© JUNGE FREIHEIT Verlag GmbH & Co.  www.jungefreiheit.de    09/01 23. Februar 2001


Fehlbesetzung
von Ivan Denes

Die Verurteilung iranischer Dissidenten, die in Berlin an einer Tagung der grünennahen Heinrich-Böll-Stiftung teilgenommen hatten, veranlaßte den Bundeskanzler, seine bevorstehende Teheran-Reise zu verschieben. Prompt verkündete sein Parteifreund, Bundestagspräsident Wolfgang Thierse, in seiner unnachahmlich-bärtigen Selbstherrlichkeit, er werde trotzdem ins Land der Mullah-Schreckensherrschaft reisen. Als er versuchte, Präsident Mohammed Chatami auf das Schicksal der verurteilten Dissidenten anzusprechen, verwahrte sich dieser des "Mißbrauchs der Menschenrechte zu politischen Zwecken." Außenminister Kamal Charasi war noch kategorischer: der Iran verbitte sich jede Einmischung in die Arbeit der Justiz. Einer unbarmherzigen Justiz, brutaler als die des Schahs – die Kritiker wegen "unislamischem Verhalten" hinter Gitter oder an den Galgen bringt.

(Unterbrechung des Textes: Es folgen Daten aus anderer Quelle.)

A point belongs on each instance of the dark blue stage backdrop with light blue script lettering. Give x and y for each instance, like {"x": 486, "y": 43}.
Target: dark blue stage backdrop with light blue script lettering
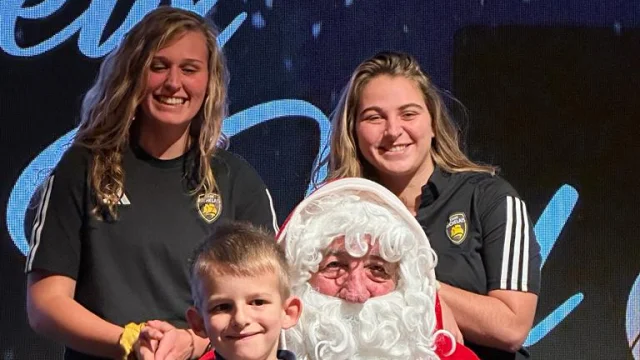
{"x": 550, "y": 89}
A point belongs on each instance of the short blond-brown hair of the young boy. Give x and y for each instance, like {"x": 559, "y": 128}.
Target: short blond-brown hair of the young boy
{"x": 238, "y": 249}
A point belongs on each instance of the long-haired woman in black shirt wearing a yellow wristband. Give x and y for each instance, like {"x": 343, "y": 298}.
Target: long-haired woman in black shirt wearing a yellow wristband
{"x": 144, "y": 181}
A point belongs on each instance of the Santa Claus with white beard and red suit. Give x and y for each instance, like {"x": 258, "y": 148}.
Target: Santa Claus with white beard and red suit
{"x": 364, "y": 269}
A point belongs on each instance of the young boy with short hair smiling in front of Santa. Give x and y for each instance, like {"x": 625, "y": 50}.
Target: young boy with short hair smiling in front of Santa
{"x": 241, "y": 294}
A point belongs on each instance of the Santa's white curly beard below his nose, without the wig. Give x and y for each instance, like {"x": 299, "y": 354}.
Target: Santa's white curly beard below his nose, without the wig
{"x": 393, "y": 326}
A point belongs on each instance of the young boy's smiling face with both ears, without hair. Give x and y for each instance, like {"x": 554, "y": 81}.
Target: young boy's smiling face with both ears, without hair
{"x": 243, "y": 315}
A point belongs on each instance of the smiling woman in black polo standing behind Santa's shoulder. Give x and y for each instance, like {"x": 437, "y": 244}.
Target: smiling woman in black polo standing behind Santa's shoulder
{"x": 391, "y": 126}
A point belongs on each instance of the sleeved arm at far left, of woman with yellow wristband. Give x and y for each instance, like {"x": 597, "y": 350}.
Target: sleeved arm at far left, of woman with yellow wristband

Der Sozialdemokrat Thierse scheint mit einer besonderen Gabe ausgestattet zu sein: er findet jedes nur mögliche Fettnäpfchen. Erst vor wenigen Wochen erklärte der Katholik, die Kandidatur von Ariel Sharon bei den israelischen Ministerpräsidentenwahlen sei eine Gefahr für den Frieden. Sharon siegte und Thierses unqualifiziertes Auftreten belastet nun die zukünftigen Beziehungen zu Jerusalem. Vor wenigen Tagen hob die Justiz die Geldbuße auf, die Thierse, aufgrund seiner schlagseitigen Gesetzesinterpretation, der Union in der Spendenaffäre auferlegt hatte. Die linkslastige Politik von Thierses Vorgängerin, Rita Süßmuth (CDU), war auch nicht leicht zu ertragen. Aber die reisefreudige Frau erschien wenigstens intelligenter.